Ausbildung beendet, Kurzarbeit im Betrieb! Was ist mit einer Übernahme?

Es stimmt zwar schon, dass die Einstellung neuer Mitarbeiter nur unter ganz bestimmten Bedingungen während der Kurzarbeit möglich ist. Es muss ein wichtiger betrieblicher Grund dazu vorliegen. Ansonsten wäre es im Betrieb auch schwer vermittelbar, dass eine Stelle neu besetzt wird, obwohl insgesamt zu wenig Arbeit da ist. Für Personen, die die Ausbildung beendet haben, gelten diese strengen Regelungen jedoch nicht.

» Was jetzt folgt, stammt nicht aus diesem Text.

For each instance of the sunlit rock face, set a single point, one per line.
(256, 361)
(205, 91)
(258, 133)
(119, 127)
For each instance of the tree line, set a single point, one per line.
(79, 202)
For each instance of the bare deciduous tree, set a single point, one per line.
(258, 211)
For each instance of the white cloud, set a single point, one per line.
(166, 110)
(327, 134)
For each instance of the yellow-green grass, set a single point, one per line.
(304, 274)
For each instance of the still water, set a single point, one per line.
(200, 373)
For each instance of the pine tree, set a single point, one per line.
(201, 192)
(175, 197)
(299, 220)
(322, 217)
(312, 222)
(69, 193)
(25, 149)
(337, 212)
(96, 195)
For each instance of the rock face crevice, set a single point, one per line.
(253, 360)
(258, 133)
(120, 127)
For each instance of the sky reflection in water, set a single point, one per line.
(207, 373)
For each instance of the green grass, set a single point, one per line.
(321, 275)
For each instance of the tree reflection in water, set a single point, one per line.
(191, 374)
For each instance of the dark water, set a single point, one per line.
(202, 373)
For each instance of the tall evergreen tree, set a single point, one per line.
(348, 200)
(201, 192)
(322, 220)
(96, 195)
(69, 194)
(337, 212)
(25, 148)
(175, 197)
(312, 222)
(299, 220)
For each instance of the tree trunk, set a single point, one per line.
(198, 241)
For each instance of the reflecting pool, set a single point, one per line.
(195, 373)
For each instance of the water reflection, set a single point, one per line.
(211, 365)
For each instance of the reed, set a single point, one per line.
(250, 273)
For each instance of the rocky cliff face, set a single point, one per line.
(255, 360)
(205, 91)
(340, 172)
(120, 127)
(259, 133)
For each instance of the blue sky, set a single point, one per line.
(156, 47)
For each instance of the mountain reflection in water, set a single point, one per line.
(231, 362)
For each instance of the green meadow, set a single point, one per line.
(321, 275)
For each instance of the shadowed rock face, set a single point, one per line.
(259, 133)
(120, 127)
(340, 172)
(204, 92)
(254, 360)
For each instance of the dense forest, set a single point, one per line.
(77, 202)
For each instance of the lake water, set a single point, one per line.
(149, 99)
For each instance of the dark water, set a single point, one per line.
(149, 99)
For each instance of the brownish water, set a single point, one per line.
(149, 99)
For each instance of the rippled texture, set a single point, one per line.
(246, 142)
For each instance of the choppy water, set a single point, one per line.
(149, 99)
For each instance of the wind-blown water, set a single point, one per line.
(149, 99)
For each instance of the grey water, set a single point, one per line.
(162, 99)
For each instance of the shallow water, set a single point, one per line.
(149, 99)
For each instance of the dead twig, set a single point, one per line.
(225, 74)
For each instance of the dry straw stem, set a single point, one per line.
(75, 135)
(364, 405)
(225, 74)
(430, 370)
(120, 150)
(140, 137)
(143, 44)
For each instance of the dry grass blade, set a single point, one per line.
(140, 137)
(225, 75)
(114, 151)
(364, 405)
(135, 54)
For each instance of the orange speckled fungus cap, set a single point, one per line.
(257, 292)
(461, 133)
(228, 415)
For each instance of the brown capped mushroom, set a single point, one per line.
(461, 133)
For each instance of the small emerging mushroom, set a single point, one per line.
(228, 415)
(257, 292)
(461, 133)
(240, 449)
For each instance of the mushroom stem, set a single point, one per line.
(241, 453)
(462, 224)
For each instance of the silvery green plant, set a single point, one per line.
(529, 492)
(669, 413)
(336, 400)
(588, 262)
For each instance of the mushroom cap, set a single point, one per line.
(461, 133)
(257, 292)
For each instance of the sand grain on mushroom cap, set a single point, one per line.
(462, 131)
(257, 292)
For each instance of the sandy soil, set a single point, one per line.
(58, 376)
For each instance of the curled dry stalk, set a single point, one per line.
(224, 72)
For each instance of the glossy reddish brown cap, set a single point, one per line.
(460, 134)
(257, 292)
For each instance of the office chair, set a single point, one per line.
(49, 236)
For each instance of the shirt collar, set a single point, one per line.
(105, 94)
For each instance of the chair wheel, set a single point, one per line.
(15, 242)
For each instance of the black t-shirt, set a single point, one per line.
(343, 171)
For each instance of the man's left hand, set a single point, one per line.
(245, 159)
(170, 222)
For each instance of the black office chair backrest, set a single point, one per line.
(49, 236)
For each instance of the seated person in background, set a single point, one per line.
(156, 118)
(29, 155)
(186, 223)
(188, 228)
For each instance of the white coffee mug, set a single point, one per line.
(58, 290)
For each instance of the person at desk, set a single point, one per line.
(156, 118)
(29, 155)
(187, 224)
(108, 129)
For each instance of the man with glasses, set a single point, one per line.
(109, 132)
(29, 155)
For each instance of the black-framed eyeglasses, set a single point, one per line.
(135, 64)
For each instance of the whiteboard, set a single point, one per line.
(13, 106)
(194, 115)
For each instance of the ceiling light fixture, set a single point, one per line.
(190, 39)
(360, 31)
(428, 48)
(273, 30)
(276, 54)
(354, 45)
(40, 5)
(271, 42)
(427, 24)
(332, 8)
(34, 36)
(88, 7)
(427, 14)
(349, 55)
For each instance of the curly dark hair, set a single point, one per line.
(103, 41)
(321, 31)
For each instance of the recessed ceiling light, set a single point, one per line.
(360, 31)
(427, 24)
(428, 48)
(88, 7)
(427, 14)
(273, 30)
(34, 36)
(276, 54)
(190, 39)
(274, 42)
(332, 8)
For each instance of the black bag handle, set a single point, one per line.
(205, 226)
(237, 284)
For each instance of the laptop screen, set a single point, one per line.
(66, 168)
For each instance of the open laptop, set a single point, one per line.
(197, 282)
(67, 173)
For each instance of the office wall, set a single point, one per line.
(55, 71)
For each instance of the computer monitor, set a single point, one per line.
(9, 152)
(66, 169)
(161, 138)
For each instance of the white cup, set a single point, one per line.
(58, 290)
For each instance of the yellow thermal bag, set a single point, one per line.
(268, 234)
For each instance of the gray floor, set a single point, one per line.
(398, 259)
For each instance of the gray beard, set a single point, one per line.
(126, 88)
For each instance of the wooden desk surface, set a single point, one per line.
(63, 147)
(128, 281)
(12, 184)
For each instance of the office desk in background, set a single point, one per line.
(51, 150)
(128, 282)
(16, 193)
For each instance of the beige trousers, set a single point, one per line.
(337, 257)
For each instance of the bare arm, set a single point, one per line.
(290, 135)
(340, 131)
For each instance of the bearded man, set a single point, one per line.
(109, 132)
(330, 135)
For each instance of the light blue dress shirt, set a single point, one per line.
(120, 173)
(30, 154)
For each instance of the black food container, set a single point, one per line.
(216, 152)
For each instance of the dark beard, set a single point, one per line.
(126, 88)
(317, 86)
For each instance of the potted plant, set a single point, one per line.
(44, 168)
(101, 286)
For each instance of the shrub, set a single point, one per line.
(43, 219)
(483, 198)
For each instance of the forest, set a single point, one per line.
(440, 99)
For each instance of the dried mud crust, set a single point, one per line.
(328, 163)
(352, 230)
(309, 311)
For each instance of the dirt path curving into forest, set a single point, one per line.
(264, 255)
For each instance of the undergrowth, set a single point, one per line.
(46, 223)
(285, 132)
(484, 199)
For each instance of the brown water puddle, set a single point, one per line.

Die Bundesagentur für Arbeit weist ausdrücklich darauf hin, dass die Übernahme nach der Ausbildung trotz Kurzarbeit problemlos möglich ist. Schließlich ginge es darum, dass junge Menschen erste Berufserfahrungen sammeln. Aber auch für den Ausbildungsbetrieb selbst kann sich eine Übernahme trotz Krise und Kurzarbeit mittel- bis langfristig auszahlen. Schließlich wird es immer wichtiger, Auszubildende an das eigene Unternehmen zu binden. Denn es stehen von Jahr zu Jahr demografiebedingt weniger Fachkräfte zur Verfügung. Das wird sich vor allem nach der Wirtschaftskrise zeigen.  

Weiteres zum Thema Ausbildung und Kurzarbeit

  • Kurzarbeit gilt nicht für Auszubildende. Sie müssen als Ausbildungsverantwortlicher vielmehr die Ausbildung so umorganisieren, dass weiterhin ausgebildet werden kann. Achten Sie darauf, dass Ausbilder zu jeder Zeit zur Verfügung stehen und nicht alle gleichzeitig zu Hause bleiben.
  • Kurzarbeit in Ihrem Betrieb bedeutet folglich auch: Die Ausbildungsvergütung für Ihre Azubis darf nicht gekürzt werden. Überweisen Sie auch in dieser Phase der Ausbildung den üblichen Betrag.
  • Nur wenn trotz bester Organisation gar nichts mehr geht und alle Maßnahmen ausgeschöpft sind, dürfen Sie in ganz wenigen Ausnahmefällen auch Azubis nach Hause schicken. Aber selbst dann müssen Sie die Vergütung weiter zahlen. Azubis haben in diesem Fall regelmäßig die Berufsschule zu besuchen und sich für die Fortsetzung der Ausbildung im Betrieb bereit zu halten.